I'll create a branch and set up a pull request. Would you mind giving me permission to set up a branch and push changes there?
I'll set up the bc_dunif
, bc_pvals
and generate_bc_runifs
functions under the # internal ----
section in ppc-loo.R
to keep things tidy and emulate your current coding style.
I think you don't need that double loop, but you can just use directly those runif values for the density estimation for the reference lines.
I think you don't need that double loop, but you can just use directly those runif values for the density estimation for the reference lines.
@avehtari I think I see what you're saying, let me give it a try.
@avehtari You were right, I removed one loop and it now takes ~10 secs for 600 obs and ~20 secs for 1k obs. Still not optimal, but better (for context, the ~25 sec time I mentioned earlier was for 600 obs ).

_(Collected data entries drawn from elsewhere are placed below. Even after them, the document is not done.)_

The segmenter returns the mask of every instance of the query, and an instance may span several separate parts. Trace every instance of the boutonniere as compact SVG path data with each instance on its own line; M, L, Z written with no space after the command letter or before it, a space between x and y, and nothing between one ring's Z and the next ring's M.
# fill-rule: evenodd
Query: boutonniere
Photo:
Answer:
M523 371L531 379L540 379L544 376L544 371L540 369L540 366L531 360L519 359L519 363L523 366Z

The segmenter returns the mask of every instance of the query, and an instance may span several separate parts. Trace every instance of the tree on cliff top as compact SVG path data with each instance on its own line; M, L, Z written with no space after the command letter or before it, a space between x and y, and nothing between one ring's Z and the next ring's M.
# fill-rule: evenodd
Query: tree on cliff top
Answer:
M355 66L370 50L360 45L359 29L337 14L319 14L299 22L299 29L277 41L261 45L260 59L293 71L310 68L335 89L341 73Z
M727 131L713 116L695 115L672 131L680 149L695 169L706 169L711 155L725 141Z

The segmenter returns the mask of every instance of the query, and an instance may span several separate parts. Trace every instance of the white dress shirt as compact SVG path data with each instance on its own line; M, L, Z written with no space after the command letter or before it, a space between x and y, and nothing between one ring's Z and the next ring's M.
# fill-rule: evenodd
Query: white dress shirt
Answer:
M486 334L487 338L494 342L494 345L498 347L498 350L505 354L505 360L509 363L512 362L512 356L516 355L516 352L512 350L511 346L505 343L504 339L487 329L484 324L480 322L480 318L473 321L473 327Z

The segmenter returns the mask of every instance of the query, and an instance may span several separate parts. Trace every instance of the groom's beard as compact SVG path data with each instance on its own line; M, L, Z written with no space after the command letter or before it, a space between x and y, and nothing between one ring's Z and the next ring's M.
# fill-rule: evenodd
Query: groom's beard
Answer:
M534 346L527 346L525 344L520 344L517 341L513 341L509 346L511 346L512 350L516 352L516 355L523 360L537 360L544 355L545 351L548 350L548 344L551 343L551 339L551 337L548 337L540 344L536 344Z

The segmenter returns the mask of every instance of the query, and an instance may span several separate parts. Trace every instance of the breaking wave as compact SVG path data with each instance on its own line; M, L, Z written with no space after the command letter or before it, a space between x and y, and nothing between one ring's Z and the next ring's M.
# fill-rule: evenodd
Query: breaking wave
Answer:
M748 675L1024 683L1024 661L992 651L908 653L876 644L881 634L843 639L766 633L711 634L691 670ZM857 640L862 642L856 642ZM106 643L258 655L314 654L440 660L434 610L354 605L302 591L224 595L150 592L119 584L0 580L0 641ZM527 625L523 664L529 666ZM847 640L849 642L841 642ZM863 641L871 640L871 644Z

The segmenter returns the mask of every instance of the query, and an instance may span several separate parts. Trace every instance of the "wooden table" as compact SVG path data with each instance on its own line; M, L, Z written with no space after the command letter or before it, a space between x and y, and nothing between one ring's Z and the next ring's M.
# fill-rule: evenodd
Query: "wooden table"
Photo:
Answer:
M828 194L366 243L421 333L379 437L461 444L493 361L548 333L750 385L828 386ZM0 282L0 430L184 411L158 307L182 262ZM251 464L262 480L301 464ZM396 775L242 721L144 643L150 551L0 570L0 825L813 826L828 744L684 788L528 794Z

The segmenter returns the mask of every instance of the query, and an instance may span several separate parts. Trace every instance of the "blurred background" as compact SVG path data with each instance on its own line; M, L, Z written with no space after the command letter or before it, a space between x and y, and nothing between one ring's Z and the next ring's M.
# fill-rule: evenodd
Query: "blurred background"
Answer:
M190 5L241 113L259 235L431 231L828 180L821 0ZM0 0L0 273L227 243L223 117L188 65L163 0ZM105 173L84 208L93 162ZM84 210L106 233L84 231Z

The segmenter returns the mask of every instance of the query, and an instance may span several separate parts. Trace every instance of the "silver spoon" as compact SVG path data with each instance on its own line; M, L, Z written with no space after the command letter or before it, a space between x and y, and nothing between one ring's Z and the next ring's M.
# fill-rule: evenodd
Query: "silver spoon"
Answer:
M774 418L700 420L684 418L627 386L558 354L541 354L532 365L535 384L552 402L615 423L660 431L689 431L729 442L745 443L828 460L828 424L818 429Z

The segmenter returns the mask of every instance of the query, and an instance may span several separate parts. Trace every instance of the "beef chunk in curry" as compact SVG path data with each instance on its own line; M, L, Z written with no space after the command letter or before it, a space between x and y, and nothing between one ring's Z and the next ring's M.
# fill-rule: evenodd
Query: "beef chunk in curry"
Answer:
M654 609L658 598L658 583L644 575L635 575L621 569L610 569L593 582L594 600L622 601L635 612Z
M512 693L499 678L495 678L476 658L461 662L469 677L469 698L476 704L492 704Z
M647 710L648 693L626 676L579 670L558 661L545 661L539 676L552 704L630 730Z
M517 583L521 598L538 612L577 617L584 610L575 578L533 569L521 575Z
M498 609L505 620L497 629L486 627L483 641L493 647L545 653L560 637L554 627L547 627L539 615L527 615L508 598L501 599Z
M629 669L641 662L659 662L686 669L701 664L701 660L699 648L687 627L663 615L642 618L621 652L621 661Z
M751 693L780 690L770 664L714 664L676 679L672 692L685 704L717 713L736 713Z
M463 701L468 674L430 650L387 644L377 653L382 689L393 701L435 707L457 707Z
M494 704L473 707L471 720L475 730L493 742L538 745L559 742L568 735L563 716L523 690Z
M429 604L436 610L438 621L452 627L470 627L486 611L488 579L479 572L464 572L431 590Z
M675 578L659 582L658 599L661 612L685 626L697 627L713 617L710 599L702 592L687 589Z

I can't think of anything else top of mind on how to speed it further without C++ or parallelization.
The main bottleneck is in the vapply
on the updated method in the link below (@jgabry I did some profiling and this seems to take ~70% of the overall compute time)
https://github.com/ecoronado92/towards_data_science/blob/master/hierarchical_models/bayes_lmm/loo_pit_example/bc_density.R
You were right, I removed one loop and it now takes ~10 secs for 600 obs
Good
I can't think of anything else top of mind on how to speed it further without C++ or parallelization.
Based on quick look of the code, I agree with this. Too bad that R is so slow. Anyway, great to have this even if it's slow, and we soon(ish) have something faster based on ecdfs.